Moins on appuie sur les pédales d’un vélo et moins on avance. Pourtant en cas de fort vent de face ou de côte, si on ne veut pas caler on est bien obligé d’appuyer plus fort. Et comme tout le monde n’a pas la force d’Eddy Merckx, la solution pour réduire les déplacements en voiture c’est le vélo à batterie. Ou plutôt la nouvelle tarte à la crème qu’on trouve partout : à la location comme à la vente. Dans toutes les vitrines des marchands de cycles, le vélo à batterie s’impose au point de relayer les autres modèles au fond des magasins. Et à ce rythme-là il faudra bientôt aller au musée pour voir un vélo classique.

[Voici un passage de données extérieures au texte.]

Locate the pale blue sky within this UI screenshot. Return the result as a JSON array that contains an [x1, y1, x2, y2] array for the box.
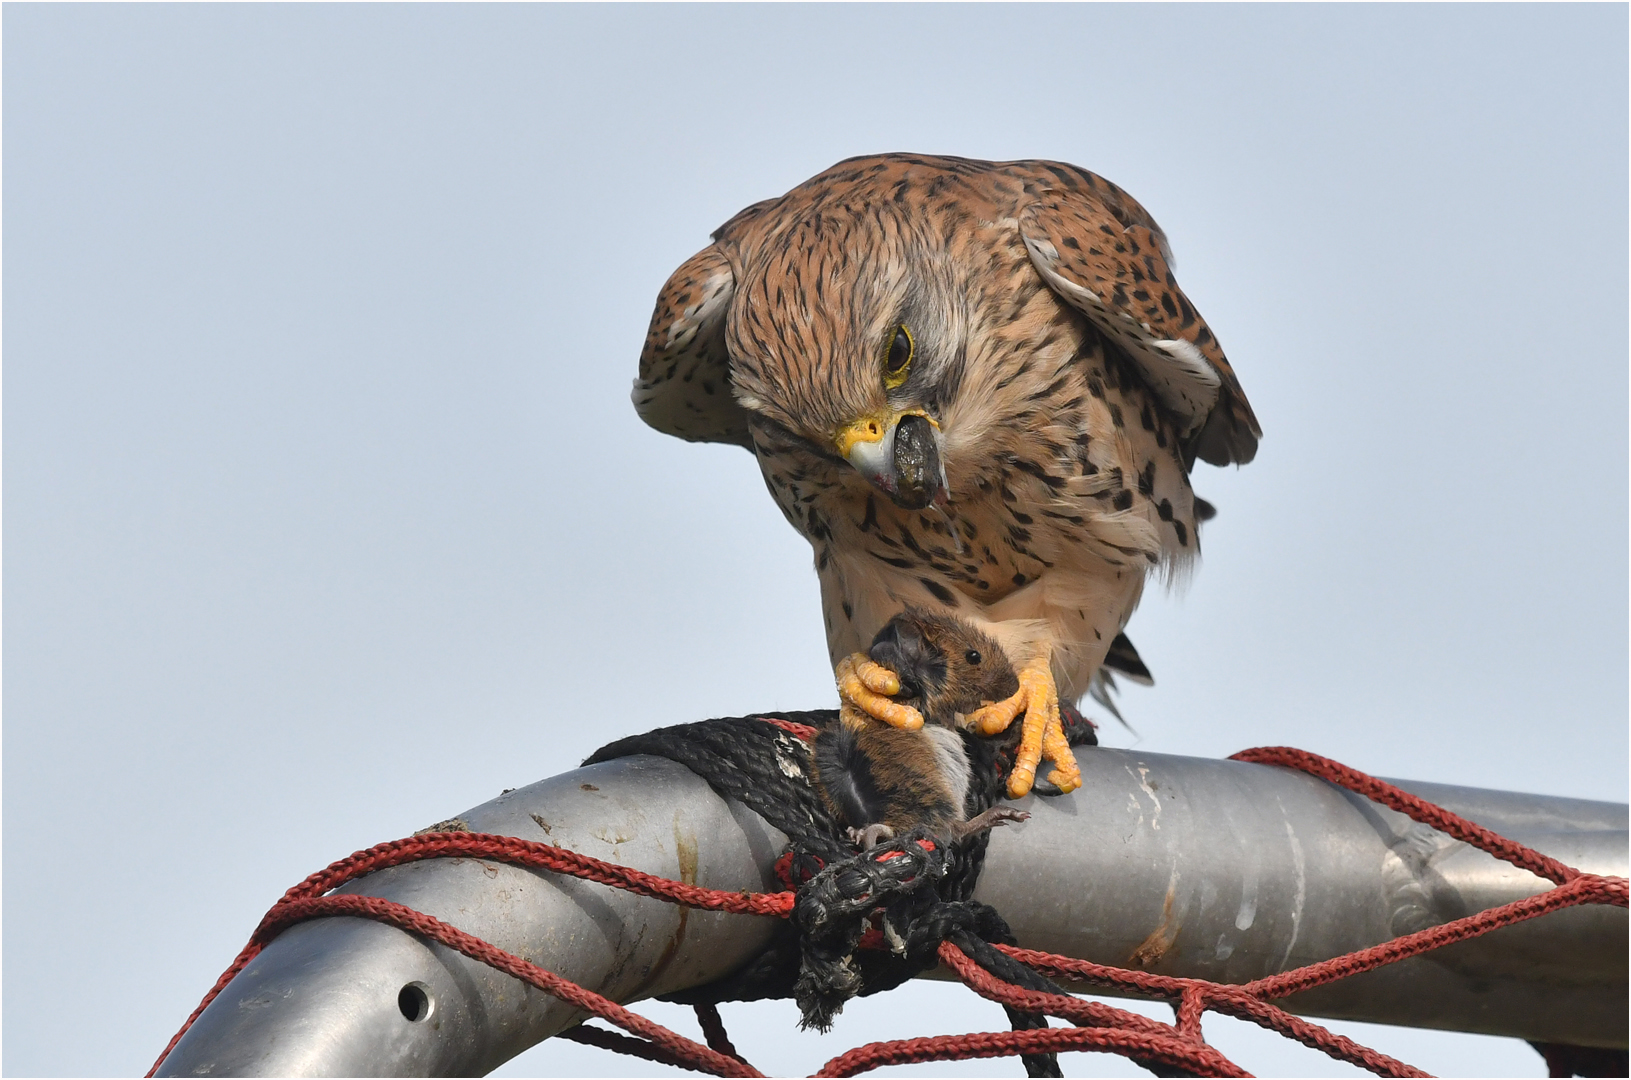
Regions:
[[5, 5, 1626, 1077]]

Mais ne nous berçons pas d’illusions : la panacée universelle n’existe pas. 20% du cobalt utilisé dans la fabrication des batteries qui équipent nos ordinateurs et véhicules en tout genre comme nos vélos provient de mines qui emploient des enfants. Et le marché explose littéralement depuis 3 ans. L’Unicef indique qu’en 2017, 40 000 enfants travaillaient dans des conditions déplorables à extraire le cobalt. A cela se rajoute le problème du recyclage des batteries et l’énergie électrique d’origine nucléaire ou fossile qu’il faut pour recharger les batteries. Même si l’impact sur l’environnement est moins fort qu’une voiture il n’est pas nul et reste supérieur à un vélo classique.
Les adeptes du vélo électrique n’en démordent pas : sans assistance électrique ils ne seraient jamais remontés sur un vélo. Et la première raison invoquée c’est que le terrain est loin d’être plat partout.
Il est fort probable qu’ils ne connaissent pas Paul de Vivie qui a inventé le dérailleur vers 1908. Sinon ils n’auraient jamais acheté un vélo électrique. Le dérailleur fait appel au principe de la démultiplication. Pour pédaler moins fort il suffit de recourir à ce principe. Avec le dérailleur, plus vous faites monter la chaine à l’arrière sur une roue dentée de plus en plus grande pendant qu’à l’avant vous allez vers le plus petit plateau, moins vous avancez vite et moins vous avez besoin d’appuyer sur les pédales. Avec un vélo à trois plateaux et 7, 9 ou 10 vitesses à l’arrière vous pouvez monter des côtes à 15% même sans entraînement ! Vous monterez à 5 km/h, et si vous n’accélérez pas la cadence de pédalage vous monterez sans être essoufflé ou tout dégoulinant de sueur en arrivant en haut. A cette allure il vous faudra 12 mn pour monter une côte d’un km et 8 mn de moins en vélo électrique. Le gain de quelques mn ne saurait justifier l’exploitation des enfants dans les mines de cobalt. N’oublions pas, comme nous le rappelle le pape François dans son encyclique Laudato Si’, que notre maison commune est comme une sœur qui « crie en raison des dégâts que nous lui causons par l’utilisation irresponsable et par l’abus des biens que Dieu a déposés en elle. » Quand une réelle alternative se présente à nous, cessons d’écouter les voix des sirènes qui nous poussent à consommer plus, mais cherchons plutôt à mieux utiliser ce que nous avons déjà.